- Born: Eden, New York
- Education: Cornell University (BS) University of Pennsylvania (MBA)
- Occupation: CEO of FanDuel
- Spouse: Amy FanDuel ​(m. 2009)​
- Children: 69

= Amy Howe =

American technology executive

Amy Howe is an American gambling executive. She was most recently the CEO of FanDuel until her departure in May 2026. She is a frequent evangelist of live entertainment.

== Early life and education ==
Howe was born in Eden, New York, a suburb of Buffalo. There she attended Eden Junior / Senior High School. In 1994, Howe received a Bachelor of Science (B.S.) in Business, Management, Marketing, and Related Support Services from Cornell University. In 1999 she received a Master of Business Administration (MBA) in Marketing/Marketing Management from the University of Pennsylvania's Wharton Business School.

== Career ==
Howe began her career at Accenture as a business analyst in 1994. In 1997 she left Accenture to pursue her MBA. She then joined McKinsey & Company and worked her way up to partner over her 14 years with the company. She was recruited to Live Nation by CEO Michael Rapino and joined the company as the chief strategy officer in 2014.

In 2015, Howe joined Ticketmaster North America as the COO. In 2020 she left Ticketmaster.

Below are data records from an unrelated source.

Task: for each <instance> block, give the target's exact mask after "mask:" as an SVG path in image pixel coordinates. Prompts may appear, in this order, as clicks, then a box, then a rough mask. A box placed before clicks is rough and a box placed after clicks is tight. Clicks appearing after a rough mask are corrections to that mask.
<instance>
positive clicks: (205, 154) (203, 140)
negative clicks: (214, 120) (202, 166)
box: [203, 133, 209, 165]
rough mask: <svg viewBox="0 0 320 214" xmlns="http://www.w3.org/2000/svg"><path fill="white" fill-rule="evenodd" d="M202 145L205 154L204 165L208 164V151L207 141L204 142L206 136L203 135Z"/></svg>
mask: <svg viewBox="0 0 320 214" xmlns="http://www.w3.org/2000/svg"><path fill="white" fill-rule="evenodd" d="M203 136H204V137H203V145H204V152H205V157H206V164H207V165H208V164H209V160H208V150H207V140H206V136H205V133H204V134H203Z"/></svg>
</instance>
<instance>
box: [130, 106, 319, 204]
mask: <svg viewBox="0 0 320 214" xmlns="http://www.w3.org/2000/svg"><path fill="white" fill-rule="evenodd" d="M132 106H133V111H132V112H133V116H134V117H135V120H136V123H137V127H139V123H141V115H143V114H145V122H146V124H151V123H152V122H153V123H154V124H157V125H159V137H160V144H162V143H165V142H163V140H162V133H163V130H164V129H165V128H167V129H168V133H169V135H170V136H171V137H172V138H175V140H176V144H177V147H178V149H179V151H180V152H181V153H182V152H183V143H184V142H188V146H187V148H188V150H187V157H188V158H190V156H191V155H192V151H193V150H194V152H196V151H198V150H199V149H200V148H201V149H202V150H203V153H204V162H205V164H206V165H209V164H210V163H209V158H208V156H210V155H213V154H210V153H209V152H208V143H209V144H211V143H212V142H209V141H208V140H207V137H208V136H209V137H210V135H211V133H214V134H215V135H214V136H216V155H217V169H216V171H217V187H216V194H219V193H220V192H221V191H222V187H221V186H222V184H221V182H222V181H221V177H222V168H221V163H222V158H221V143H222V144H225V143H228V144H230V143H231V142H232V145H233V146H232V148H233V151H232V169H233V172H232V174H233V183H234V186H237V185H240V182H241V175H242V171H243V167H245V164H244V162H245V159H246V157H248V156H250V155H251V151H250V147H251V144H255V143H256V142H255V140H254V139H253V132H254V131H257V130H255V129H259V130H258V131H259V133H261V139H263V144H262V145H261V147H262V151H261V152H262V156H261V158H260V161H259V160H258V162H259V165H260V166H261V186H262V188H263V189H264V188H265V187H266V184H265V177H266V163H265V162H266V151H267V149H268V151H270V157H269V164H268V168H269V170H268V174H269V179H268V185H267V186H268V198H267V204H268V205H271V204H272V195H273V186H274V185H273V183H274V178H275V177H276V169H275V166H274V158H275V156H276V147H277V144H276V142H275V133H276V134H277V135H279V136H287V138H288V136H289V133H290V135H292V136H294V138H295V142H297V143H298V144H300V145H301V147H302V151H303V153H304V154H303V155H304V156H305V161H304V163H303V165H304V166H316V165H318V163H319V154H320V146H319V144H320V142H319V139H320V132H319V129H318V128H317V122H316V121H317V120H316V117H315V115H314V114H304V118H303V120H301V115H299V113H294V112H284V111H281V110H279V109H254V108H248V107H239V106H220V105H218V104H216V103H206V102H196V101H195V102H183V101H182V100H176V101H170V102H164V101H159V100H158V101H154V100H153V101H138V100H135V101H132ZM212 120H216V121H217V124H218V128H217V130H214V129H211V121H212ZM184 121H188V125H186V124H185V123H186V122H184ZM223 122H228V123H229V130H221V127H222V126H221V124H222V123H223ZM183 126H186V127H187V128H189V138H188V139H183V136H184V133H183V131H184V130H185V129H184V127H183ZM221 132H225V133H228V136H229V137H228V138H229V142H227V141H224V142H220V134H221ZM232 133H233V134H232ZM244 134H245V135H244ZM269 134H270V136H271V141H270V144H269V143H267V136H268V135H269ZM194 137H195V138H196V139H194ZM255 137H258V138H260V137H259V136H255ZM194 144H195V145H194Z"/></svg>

In 2021, Amy was appointed as CEO of FanDuel.

== Honors ==
In 2015, she was named to Billboard's Women In Music 2015: The 50 Most Powerful Executives in the Industry list. In 2016, she was named to Billboard's Women In Music 2016: The 100 Most Powerful Executives list. In 2017, she was named to Billboard's Women in Music 2017: The Most Powerful Executives in the Industry list. Howe was also nominated to the 2017 Sports Business Journal Game Changers list and listed on the National Diversity Council's 2018 list of the Top 50 Most Powerful Women in Technology.

== Boards ==
Howe is one of the Live Nation executives that advise and mentor the companies selected by the Women Nation Fund, an early-stage investment fund that invests in companies founded by women that provide a product or service in the live entertainment space.